Site-specific installation during lock down, 2020

The blue moss had crept over everything again, and it was thickest around our door. That was only natural. With Mom's hysterical fits, there was always something for it to feed on. (...) Then it was explained to me that the blue moss is a native inhabitant of the Gloom, a parasite that consumes human emotions.
Daywatch by Sergei Lukyanenko

In time of epidemic, having more time for our own, we can give in to our passions. Be it painting, knitting, decorating a balcony, planting flowers or tending to those already in our home. On the other hand - compulsive news checking, increasing degree of distrust towards government, weeks of isolation and lack of impact on reality slowly tear us apart.

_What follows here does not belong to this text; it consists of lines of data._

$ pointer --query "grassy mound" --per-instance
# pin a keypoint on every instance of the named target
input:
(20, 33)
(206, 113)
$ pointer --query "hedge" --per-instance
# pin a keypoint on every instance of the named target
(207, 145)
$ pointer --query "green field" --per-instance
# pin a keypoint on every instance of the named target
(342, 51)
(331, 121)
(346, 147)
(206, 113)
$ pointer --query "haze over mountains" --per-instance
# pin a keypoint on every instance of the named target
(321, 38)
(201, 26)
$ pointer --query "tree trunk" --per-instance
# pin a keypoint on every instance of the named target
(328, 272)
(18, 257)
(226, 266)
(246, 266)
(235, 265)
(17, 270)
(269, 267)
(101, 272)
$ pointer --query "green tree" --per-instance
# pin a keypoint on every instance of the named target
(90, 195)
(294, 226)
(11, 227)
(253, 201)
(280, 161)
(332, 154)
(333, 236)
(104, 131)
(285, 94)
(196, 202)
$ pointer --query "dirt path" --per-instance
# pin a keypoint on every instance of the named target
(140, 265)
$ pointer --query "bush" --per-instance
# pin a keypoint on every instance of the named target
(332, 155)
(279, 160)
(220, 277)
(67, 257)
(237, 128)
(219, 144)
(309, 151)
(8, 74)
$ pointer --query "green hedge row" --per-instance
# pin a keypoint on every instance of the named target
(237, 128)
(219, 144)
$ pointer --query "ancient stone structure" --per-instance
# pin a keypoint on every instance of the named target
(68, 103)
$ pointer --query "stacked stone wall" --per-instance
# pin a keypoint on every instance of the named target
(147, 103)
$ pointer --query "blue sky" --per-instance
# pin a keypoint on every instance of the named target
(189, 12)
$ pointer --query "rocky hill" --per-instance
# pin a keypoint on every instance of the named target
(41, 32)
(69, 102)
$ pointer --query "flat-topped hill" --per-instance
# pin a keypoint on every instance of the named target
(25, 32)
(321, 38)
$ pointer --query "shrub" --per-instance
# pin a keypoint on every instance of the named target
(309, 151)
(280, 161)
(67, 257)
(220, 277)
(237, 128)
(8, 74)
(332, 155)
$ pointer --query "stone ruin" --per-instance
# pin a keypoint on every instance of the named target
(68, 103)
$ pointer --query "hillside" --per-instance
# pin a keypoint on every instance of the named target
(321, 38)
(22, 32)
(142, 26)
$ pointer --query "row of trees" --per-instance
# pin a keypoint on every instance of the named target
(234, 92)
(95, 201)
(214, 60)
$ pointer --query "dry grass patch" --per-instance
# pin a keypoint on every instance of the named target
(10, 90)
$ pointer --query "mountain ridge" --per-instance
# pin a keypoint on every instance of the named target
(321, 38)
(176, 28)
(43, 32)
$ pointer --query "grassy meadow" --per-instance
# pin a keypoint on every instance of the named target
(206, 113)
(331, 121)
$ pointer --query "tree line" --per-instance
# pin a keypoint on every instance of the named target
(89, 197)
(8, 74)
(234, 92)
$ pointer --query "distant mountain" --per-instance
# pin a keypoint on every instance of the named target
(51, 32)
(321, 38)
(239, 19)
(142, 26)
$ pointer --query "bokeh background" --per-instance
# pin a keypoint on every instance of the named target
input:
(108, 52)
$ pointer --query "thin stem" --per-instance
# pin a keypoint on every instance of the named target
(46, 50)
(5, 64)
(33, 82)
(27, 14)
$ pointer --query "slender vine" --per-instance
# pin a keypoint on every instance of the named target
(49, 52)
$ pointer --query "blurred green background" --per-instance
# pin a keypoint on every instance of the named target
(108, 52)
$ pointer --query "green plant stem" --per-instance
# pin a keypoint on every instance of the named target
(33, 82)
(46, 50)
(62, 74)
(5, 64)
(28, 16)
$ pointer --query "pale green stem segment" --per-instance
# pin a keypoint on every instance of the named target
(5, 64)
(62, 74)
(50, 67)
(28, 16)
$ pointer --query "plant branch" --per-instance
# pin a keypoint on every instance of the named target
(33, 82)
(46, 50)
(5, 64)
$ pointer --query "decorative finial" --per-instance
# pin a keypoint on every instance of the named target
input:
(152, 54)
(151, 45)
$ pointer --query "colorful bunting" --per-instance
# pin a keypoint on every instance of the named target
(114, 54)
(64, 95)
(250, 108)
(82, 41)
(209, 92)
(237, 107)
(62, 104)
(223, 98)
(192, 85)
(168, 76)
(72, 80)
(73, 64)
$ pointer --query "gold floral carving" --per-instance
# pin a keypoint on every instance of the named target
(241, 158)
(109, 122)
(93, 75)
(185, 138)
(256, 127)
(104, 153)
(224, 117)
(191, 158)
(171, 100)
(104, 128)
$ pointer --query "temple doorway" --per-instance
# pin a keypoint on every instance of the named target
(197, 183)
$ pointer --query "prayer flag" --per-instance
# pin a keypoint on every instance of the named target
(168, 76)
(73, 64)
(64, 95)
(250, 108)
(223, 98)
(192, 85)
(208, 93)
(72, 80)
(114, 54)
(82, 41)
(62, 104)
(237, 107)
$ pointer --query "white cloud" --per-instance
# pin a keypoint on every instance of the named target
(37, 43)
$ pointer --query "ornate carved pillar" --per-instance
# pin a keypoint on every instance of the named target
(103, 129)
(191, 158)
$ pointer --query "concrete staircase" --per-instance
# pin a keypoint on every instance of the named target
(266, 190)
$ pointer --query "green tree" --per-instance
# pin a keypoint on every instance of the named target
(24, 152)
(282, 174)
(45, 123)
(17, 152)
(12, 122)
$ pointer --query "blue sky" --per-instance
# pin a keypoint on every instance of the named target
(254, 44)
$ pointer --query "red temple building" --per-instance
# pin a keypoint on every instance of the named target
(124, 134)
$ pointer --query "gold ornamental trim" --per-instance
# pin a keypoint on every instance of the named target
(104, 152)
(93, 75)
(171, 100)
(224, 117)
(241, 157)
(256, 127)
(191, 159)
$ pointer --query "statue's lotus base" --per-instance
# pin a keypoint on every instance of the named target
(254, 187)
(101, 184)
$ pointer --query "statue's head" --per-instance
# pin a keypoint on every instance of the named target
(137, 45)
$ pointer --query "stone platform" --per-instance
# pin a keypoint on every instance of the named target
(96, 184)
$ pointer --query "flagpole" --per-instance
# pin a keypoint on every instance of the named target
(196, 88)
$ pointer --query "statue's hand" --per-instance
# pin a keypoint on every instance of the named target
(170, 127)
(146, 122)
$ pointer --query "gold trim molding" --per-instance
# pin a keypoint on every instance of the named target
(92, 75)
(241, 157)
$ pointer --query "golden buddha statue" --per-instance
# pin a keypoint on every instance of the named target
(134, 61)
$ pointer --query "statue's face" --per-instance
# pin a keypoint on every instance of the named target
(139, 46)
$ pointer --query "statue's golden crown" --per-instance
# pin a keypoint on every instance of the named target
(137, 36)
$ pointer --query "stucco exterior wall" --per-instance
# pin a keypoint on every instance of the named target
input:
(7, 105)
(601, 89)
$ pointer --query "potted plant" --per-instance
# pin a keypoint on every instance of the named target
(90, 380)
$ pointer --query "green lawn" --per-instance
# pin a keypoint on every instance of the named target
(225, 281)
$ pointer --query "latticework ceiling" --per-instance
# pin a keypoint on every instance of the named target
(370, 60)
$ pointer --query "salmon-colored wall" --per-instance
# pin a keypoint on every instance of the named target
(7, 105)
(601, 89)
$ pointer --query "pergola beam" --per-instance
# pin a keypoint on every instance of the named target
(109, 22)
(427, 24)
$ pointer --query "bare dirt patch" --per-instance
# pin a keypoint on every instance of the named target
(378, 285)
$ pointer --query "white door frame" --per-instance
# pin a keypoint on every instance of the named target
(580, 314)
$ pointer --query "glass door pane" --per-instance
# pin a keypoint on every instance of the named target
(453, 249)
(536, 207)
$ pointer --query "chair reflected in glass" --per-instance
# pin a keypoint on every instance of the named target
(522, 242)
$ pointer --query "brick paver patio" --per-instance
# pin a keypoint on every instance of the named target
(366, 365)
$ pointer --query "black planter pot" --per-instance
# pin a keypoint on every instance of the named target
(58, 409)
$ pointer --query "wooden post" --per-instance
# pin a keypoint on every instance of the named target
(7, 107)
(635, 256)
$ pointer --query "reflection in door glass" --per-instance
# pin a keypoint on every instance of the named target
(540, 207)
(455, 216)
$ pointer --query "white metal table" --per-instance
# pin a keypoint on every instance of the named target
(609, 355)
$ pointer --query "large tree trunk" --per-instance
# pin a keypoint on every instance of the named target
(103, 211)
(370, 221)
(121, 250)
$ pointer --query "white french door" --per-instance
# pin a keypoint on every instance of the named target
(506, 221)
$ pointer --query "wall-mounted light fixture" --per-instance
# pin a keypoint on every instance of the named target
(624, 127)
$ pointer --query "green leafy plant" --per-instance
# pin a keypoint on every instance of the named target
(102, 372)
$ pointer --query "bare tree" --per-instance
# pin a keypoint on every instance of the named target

At home, we're locked inside specific biosphere consisting of our feelings, information spread from social media and internet content providers.

We have witnessed important changes in the means of communication with external world. On one hand we could hide ourselves, on the other technology constantly reminds us about ongoing situation. We are in constant threat of developing mental disturbances, with forced isolation leading lots of people to emotional solitude. Even in the world full of instant, web communication, humans still display fragility and emotional need to connect with living organisms.

Concept explores the feeling of anxiety - contagion of uncontrolled fear, invisible doubt, as well as our adaptation to this new world.

A site-specific series of installations, placed in a living area, personifies those emotions. Despite the close shut doors and windows, they creep into our homes and spill into our interiors. Mutated, organic forms refer to biologic objects from the verge of fauna and flora. Feeding of our paranoia and mutual mistrust, they inflame it ever more, spreading it to our close ones.

Those entities develop self-propagating properties, overgrowing our homes, like vines entwining a building. Our houses become thriving hybrid organisms, habitats of these invisible angsts, processes of growth and rise fertilised by global warming, political crisis, degeneration of society and human rights.

So brutal a change of surrounding environment causes a strong adaptive reaction in humans inhabiting it.